After learning more, neither of those really work for us. Our virtual
filesystem is "dumb" - it honestly knows very little about the files it's
being asked to store, so it would be a huge change to have it track enough
information to feasibly produce something that could replace the data in #3
above. Additionally, in the network write race scenario, letting one side
win arbitrarily just opens you up to dirstate corruption, which is not a
place anyone wants to be in. :) In the network write race case, we could
teach the virtual filesystem server to delete/poison the file (triggering a
dirstate rebuild on the next command), but it's probably not worthwhile at
this point.

I was then thinking that we could just store #3 "where it belongs", in
.hg/wcache, and just not replicate it. That still opens you up for dirstate
corruption issues (modify the working directory on machine A, and then use
it on machine B - we still need some way of telling machine B it's out of
date; that could be a timestamp in the non-cache part of the dirstate, I
guess?).


> To Matt Harbison: you said something about storing exec bit and symlink
> info explicitly to help platforms like Windows that don't have them,
> could you please elaborate?
>
> As a general recap (and to help understand some decisions), the new
> format will be an append-only tree with no stem compression for
> performance reasons.


Can you elaborate a bit on what this append-only tree looks like (and why
that's preferred) and why stem compression would cause performance issues?

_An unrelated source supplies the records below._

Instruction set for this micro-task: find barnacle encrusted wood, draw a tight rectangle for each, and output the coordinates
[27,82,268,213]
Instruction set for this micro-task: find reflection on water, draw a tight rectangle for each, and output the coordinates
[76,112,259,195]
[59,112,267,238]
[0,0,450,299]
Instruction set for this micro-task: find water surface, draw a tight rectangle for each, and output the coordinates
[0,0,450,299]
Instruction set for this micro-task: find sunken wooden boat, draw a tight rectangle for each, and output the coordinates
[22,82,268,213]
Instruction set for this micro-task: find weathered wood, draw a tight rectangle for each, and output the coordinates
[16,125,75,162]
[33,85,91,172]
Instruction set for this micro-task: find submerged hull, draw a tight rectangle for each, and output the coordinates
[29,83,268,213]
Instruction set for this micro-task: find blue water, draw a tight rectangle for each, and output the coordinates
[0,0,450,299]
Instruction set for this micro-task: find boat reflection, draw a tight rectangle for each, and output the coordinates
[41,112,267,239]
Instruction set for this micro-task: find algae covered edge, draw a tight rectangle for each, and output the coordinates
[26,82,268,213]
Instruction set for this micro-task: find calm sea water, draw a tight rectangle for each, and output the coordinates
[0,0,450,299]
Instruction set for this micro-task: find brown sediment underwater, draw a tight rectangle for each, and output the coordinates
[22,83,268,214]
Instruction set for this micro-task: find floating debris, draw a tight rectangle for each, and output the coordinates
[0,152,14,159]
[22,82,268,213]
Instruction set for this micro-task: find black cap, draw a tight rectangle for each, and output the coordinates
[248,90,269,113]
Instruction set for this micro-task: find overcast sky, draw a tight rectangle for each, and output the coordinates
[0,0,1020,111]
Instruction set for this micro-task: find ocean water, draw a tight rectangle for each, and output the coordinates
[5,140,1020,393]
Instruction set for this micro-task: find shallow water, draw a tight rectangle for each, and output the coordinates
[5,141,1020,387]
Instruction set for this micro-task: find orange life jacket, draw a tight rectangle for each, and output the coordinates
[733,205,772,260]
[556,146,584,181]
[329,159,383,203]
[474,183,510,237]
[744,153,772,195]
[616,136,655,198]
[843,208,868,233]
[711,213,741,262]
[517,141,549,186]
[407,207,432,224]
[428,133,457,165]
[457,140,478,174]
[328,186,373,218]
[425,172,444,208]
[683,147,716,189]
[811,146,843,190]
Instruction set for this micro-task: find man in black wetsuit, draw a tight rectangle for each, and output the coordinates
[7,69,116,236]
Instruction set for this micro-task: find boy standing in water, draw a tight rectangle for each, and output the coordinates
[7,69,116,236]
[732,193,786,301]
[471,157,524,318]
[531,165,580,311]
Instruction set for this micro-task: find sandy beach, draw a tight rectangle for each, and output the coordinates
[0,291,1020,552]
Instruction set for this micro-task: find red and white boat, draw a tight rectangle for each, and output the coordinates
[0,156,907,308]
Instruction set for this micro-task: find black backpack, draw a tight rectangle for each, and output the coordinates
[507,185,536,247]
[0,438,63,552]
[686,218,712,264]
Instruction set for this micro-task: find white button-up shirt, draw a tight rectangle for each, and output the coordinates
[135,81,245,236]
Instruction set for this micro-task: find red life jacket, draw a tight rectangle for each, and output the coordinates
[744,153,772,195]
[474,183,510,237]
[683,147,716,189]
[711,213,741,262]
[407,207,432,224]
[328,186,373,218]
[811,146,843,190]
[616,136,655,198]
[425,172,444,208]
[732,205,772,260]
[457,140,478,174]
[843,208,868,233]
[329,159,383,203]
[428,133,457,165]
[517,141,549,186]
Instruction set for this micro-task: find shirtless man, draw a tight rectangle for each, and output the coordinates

When loading this new dirstate, would it require loading the entire thing
from the beginning and replacing entries with the newer ones? IMHO, we
should be optimizing as much as possible for the read performance, even if
it costs some small amount of write performance. Writes seem less frequent
to me (and more tolerant of slightly higher latency) than things like `hg
status` (being executed by an IDE, or by someone in `watch`, or in a shell
prompt, or something...)


> The Python implementation will be functional but
> very basic and will offer no purposeful performance improvements (unless
> someone wants to have fun!), as we currently only have the bandwidth for
> optimizing the Rust implementation.
>

You say the Python implementation will offer no purposeful performance
improvements, but how likely is it that it will be slower than the current
format? What level of performance degradation would be considered
acceptable?


>
> An overview of the current target (some implementation-detail level
> contents omitted):
>
>      - A docket file that contains global metadata about the dirstate:
>

What happens if the docket and data file get out of sync somehow (maybe hg
crashes in the middle of writing, or Google has a network write race)?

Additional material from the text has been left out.